I knew that my firsthand account of what happened would have been met with denial and claims of a misunderstanding. Most likely, I would have been labeled a “liar.” The thing is, it never dawned on me to actually tell anyone, because of my ingrained awareness of what that result would be—and that is a powerless feeling. It’s a feeling that shrinks a woman into believing her voice doesn’t matter and holds no consequence in the world.
In high school, a teacher made lewd comments under his breath about my legs and breasts when I passed by him in the hallways. It was covert and creepy. Telling the administration would have been a can of worms, so I just accepted it as part of my day, and something to “put up” with. This perpetuated the idea that “grown men can’t help themselves,” and solidified my honed, internal coping mechanism—making sure I let it pass without “complaining.”
Out of sight, out of mind, and nothing to see here.
Make no mistake, the “men can’t help themselves” argument has always been a cleanup tool for people who don’t want to confront or rectify the problem.
In college, at a “T-shirt party” (where we women wore white T-shirts so the men could write anonymous messages on our backs with a sharpies; messages like “I want to f*ck your brains out,” and “please suck my cock,” and “grade-A meat”), I learned how to feel dirty, small, and expendable. Yes, I participated, but the thought process indoctrinated since childhood was: women are here for pleasure and procreation, so just play along!

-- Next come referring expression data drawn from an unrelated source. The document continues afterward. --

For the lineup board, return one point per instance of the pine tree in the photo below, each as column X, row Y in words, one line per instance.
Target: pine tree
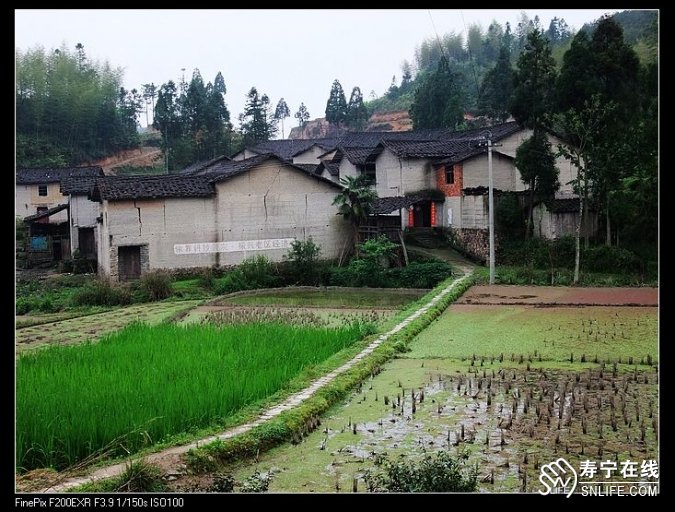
column 439, row 100
column 336, row 106
column 533, row 94
column 302, row 115
column 357, row 112
column 280, row 113
column 536, row 163
column 497, row 88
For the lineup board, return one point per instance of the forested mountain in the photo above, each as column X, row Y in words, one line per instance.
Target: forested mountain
column 472, row 57
column 70, row 110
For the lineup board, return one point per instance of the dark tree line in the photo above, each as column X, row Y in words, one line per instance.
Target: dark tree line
column 70, row 110
column 340, row 114
column 193, row 120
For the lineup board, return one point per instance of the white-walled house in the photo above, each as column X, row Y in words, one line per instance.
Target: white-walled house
column 228, row 212
column 61, row 220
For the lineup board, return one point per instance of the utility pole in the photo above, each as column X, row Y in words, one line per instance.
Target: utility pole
column 491, row 210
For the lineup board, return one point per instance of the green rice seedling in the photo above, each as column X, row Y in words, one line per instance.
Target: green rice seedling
column 145, row 384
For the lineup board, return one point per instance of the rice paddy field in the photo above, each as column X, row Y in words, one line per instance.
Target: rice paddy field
column 510, row 386
column 145, row 383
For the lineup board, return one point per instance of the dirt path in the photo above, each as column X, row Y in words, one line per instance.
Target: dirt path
column 170, row 459
column 144, row 156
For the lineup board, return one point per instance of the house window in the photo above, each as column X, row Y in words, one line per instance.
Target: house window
column 369, row 170
column 43, row 209
column 449, row 175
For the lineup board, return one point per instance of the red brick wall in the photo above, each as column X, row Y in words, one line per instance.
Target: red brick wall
column 454, row 190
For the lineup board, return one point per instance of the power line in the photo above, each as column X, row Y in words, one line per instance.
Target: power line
column 440, row 45
column 468, row 48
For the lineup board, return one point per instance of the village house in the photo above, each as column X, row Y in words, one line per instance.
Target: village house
column 219, row 214
column 61, row 220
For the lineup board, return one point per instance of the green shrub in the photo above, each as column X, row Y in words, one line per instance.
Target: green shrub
column 259, row 272
column 207, row 278
column 303, row 262
column 434, row 473
column 231, row 282
column 156, row 285
column 609, row 259
column 420, row 274
column 102, row 292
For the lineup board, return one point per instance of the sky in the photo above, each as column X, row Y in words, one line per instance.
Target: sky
column 294, row 54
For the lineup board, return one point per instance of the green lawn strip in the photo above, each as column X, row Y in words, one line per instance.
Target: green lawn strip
column 558, row 333
column 297, row 422
column 333, row 455
column 31, row 319
column 89, row 327
column 526, row 276
column 149, row 382
column 322, row 297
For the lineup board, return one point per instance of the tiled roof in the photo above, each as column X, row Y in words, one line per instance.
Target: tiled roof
column 46, row 213
column 78, row 184
column 38, row 175
column 356, row 156
column 309, row 168
column 196, row 167
column 200, row 184
column 116, row 188
column 384, row 205
column 431, row 149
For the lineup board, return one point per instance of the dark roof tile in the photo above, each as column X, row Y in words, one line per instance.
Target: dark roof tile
column 38, row 175
column 117, row 188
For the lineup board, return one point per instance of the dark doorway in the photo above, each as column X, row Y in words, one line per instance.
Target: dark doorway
column 87, row 245
column 423, row 214
column 129, row 261
column 57, row 250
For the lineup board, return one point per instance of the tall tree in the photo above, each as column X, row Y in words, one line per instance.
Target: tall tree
column 606, row 67
column 149, row 94
column 583, row 128
column 257, row 122
column 357, row 112
column 302, row 115
column 280, row 113
column 439, row 100
column 536, row 163
column 497, row 88
column 535, row 76
column 355, row 202
column 336, row 106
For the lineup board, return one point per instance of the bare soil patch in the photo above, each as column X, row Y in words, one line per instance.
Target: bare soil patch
column 560, row 295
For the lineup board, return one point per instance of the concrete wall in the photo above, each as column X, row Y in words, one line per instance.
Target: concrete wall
column 453, row 219
column 273, row 201
column 27, row 201
column 504, row 174
column 568, row 172
column 276, row 201
column 556, row 225
column 83, row 213
column 474, row 212
column 399, row 176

Men are in charge of who’s f*ckable.
As a white woman, I can only imagine the degree to which oppressive culture is—and has been—applied to women of color in my country, the United Sates, and throughout the world. The infringements I’ve endured are minor in comparison, but they are still relevant. The climb for women living under archaic sexist thumbs, or racist, religious rules is excruciatingly steeper and longer, not to mention fraught with peril and punishment.
Those who do not understand this climb, the ones who have us believing that inequality between the sexes no longer exists (or that we’ve done enough), are square pegs to the round, spiraling revolution that begins anew the moment a woman utters the phrase, “reclaiming my time,” which is to say: they do not fit.
Finding our place relies on our ability to rise, persist, and make our demands known. We can do this both quietly and in numbers. We can take back what we’ve lost in smaller, everyday moments, and we can “go big” in marching loudly alongside our sisters (and brothers) with picket signs and megaphones. We can continue to vote for the people who push for equality from top to bottom.
“Reclaiming my time” is about social change. It cuts through deflection, denial, lip service, excuses, and placating platitudes. The phrase is a power grab for women especially, and it works beautifully in just about every circumstance.
Often, when we reclaim our time, we’ll endure a slew of labels. “Bossy” and “b*tch” come to mind. President Trump himself refers to Congresswoman Waters (currently in her 15th term) as “wacky,” “crazy,” and “low IQ,” because he can’t contain her.
As a woman, I’ve had to learn repeatedly that in order to “reclaim my time” and place in the world, I must never acquiesce my power by letting sexist, suppressive ideologies go, just to keep things light and comfortable for all.
We must take command and right our own ships in order to create new narratives for women across the globe.